O tym cyklu komiksowym słyszałam już jakiś czas temu i przyznam szczerze, że już od tamtej chwili chciałam poznać Mirę bliżej. W końcu wyszedł tom drugi, a potem i trzeci, a ja nadal nie znałam tej historii, chociaż chciałam. Teraz jednak zdołałam nadrobić sam początek, o którym mogę dzisiaj opowiedzieć. Czy to dobry i wart polecenia komiks? O tym poniżej.
Najlepsza przyjaciółka Miry zakłada klub dla zakochanych. Wszystko byłoby super, gdyby sama Mira mogła do niego dołączyć, jednak dziewczynka nie jest jeszcze zakochana... no i w kim niby miałaby się zakochać? W sumie najlepszy kumpel mógłby się nadać... Myślenie o nim przez pół godziny dziennie na pewno sprawi, że Mira się w nim zakocha, prawda? PRAWDA?
Zaczynając lekturę tego tytułu, nastawiona byłam na dość prostą opowieść skierowaną właśnie do młodszych nastolatków, którzy dopiero rozpoczynają poznawanie swoich uczuć i doświadczają pierwszych miłości, rozczarowań i być może złamanych serc. No i cóż, za dużo się nie pomyliłam, ponieważ Mira to właśnie taka pozycja, aczkolwiek było w niej coś tak uroczego, że sama przepadłam.

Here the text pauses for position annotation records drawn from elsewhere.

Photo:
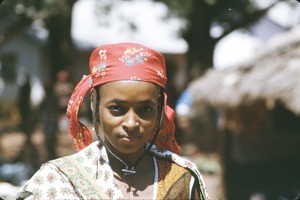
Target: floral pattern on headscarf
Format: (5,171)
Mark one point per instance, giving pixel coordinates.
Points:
(122,61)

Główną bohaterką jest tytułowa Mira, która nie do końca jeszcze odnajduje się w całym tym “nastolatkowym” świecie. Jej najlepsza przyjaciółka zakłada klub dla zakochanych i zaczyna rozmawiać o chłopakach, a Mira? Mira woli pójść się pobawić z najlepszym kumplem i pospędzać czas jako jeszcze dziecko. I nie ma w tym nic złego! Bardzo spodobała mi się kreacja tej bohaterki, ponieważ widać, że Mira chce nacieszyć się jeszcze tym swoim beztroskim czasem, kiedy hormony nie przejmują nad nią kontroli, a i jakieś porywy serca dodatkowo nie utrudniają życia. Doceniam takie podejście do tej postaci i ukazanie, że takie postępowanie jest całkowicie normalne i nikt nie powinien się tego wstydzić.
Sama historia jest dość prosta, ale jednocześnie w tej prostocie kryje się najważniejszy przekaz. Mira czuje się poniekąd zdradzona przez najlepszą przyjaciółkę, co w zasadzie jest zrozumiałe. Mira ma prawo czuć się wręcz porzucona, choć czy w kontekście samego zakochiwania się, mogłaby wręcz wyrzucać to swojej przyjaciółce? W tym akurat kontekście myślę, że nie — każdy z nas dojrzewa w innym tempie i nie ma nic złego w tym, że zaczynamy dostrzegać pewne rzeczy szybciej, niż nasi rówieśnicy. Poniekąd to właśnie próbują przekazać nam autorzy pierwszej części przygód Miry.
Na uwagę tutaj zasługuje nie tylko pióro autorki, która to bardzo ciekawie przedstawia całą historię, ale warto zwrócić uwagę i na ilustracje, które są idealnym odzwierciedleniem tekstu, ale i doskonałym uzupełnieniem. Ja wiem, że zawsze przy komiksach zachwycam się ilustracjami, ale nic na to nie poradzę, że w pewien sposób mnie to fascynuje – to, jak tekst pisany może być świetnie podkreślony przez obraz.
Pierwszy tom przygód Miry jest naprawdę dobry. Wiem, że z chęcią będę sięgać po kontynuację, ponieważ bardzo polubiłam się z główną bohaterką i nie mogę doczekać się powrotu do jej historii. Wiem również, że będę polecała ten tytuł każdemu miłośnikowi komiksów dla młodszej młodzieży, ale i przede wszystkim młodym czytelnikom, który być może zmagają się z podobnymi kwestiami, co Mira.